As portas fechadas dos golpistas eram “outras”, que foram abertas por várias pessoas, entre elas a docente da UNESP, Sandra de Moraes; a presidente interina do Conselho Federal de Medicina, Rosylane Rocha; a defensora pública Ana Lúcia Braga do 2º Juizado Especial Cível de Niterói e a tenente do Exército, Silvia Waiãpi, indígena criada por uma família de Macapá recém eleita deputada. Elas comemoraram nas redes sociais a invasão do Congresso Nacional. Isso não tem precedentes no bairro de Aparecida.
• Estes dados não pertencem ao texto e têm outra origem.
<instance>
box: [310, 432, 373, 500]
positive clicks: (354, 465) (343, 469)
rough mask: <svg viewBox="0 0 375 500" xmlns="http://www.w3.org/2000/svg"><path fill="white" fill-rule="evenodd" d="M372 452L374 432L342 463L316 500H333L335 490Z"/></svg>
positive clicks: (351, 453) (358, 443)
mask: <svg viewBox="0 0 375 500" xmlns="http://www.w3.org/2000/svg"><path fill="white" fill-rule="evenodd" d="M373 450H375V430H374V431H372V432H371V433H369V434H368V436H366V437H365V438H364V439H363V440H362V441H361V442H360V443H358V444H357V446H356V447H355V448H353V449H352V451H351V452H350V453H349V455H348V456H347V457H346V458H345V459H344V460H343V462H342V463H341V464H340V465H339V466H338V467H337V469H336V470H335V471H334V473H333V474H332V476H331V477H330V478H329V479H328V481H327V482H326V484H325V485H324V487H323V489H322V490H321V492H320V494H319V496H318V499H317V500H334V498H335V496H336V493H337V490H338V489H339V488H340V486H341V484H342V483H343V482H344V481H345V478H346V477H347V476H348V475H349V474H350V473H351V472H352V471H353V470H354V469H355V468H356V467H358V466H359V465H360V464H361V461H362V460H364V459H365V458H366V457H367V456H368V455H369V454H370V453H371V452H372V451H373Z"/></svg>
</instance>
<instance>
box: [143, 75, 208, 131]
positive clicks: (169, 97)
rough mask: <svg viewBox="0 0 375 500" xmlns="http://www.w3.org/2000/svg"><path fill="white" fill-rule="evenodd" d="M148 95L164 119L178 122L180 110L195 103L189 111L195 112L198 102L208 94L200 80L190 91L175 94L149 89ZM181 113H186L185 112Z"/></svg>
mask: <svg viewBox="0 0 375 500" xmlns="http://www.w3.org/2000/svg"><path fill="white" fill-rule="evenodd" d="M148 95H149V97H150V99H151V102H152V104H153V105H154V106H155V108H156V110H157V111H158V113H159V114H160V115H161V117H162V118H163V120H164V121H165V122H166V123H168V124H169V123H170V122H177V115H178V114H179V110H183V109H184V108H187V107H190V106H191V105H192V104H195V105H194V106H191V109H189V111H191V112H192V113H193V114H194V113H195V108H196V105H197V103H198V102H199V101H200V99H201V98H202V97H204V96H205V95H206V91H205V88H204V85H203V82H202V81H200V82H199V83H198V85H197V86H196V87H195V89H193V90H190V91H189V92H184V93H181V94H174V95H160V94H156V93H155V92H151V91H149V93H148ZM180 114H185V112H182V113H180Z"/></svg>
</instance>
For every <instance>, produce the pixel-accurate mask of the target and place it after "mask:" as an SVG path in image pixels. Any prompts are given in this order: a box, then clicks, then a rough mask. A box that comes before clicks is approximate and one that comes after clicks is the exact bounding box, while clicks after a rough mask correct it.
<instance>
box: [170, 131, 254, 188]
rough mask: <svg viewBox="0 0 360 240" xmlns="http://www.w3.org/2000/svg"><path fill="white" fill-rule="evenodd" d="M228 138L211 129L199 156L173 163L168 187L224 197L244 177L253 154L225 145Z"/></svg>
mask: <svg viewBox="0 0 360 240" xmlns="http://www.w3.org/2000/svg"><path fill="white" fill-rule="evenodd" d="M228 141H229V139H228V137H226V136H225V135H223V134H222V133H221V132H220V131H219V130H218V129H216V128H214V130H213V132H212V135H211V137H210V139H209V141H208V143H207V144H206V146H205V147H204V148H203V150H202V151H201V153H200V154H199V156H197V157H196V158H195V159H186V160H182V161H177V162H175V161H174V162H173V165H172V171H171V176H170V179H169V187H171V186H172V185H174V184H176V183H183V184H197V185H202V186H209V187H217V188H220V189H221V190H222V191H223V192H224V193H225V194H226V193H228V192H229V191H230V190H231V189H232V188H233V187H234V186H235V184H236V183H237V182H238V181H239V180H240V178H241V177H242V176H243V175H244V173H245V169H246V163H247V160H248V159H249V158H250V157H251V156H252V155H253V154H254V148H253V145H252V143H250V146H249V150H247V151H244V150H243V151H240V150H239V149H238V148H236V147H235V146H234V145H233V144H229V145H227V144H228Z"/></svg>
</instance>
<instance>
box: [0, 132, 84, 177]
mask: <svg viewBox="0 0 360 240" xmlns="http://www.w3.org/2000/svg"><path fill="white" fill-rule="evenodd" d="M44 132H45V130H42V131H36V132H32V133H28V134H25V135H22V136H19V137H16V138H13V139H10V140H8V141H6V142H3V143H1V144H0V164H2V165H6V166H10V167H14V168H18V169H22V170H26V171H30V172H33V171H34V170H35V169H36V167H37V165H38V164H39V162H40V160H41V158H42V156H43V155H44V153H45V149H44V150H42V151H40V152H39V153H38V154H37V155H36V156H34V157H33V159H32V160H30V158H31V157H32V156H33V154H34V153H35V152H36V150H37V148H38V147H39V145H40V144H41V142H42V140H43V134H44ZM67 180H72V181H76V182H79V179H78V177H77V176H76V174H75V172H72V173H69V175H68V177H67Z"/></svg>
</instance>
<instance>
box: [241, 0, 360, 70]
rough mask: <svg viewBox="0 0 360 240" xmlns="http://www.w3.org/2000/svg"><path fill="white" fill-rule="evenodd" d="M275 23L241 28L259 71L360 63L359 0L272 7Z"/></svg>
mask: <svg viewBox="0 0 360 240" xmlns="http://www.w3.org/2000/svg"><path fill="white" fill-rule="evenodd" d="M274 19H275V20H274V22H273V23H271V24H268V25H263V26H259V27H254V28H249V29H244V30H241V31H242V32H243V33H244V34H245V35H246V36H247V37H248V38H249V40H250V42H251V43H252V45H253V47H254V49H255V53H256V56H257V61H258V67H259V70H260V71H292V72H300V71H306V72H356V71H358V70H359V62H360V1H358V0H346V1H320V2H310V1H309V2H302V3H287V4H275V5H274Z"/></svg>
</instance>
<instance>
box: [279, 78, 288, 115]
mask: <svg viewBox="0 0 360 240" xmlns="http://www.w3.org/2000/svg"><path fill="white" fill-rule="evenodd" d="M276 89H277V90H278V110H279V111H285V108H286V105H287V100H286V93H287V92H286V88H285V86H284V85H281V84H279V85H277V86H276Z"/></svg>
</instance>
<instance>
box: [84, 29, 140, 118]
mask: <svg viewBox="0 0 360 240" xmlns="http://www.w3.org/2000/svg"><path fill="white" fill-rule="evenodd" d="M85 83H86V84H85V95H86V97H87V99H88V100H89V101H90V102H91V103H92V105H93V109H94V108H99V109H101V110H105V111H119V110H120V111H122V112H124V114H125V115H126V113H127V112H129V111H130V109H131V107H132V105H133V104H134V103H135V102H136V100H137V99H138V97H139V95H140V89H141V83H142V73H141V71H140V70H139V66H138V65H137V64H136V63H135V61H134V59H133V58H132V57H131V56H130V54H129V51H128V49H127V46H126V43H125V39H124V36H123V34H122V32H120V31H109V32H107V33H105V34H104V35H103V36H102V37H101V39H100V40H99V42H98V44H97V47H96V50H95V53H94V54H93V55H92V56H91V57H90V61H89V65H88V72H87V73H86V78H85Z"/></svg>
Por isso, o uso da pedagogia de Paulo Freire para redução da pena vale apenas para patriotários desinformados e arrependidos, usados como bucha de canhão. Já para militares, médicos, advogados, professores universitários, parlamentares, pastores monetizados, empresários e cretinos digitais fake que participaram do golpe, convém empregar o método tradicional da dona Lurdes Normando, professora particular do bairro de Aparecida, obrigando-os a escrever 100.000 vezes cada uma das frases abaixo até criar calos nos dedos:

- Porta de quartel não deve ser incubadora de terroristas.

- Nunca mais atentarei contra a democracia e contra o patrimônio do povo brasileiro.

- A vacina contra a covid não causa a AIDS e protege os vacinados.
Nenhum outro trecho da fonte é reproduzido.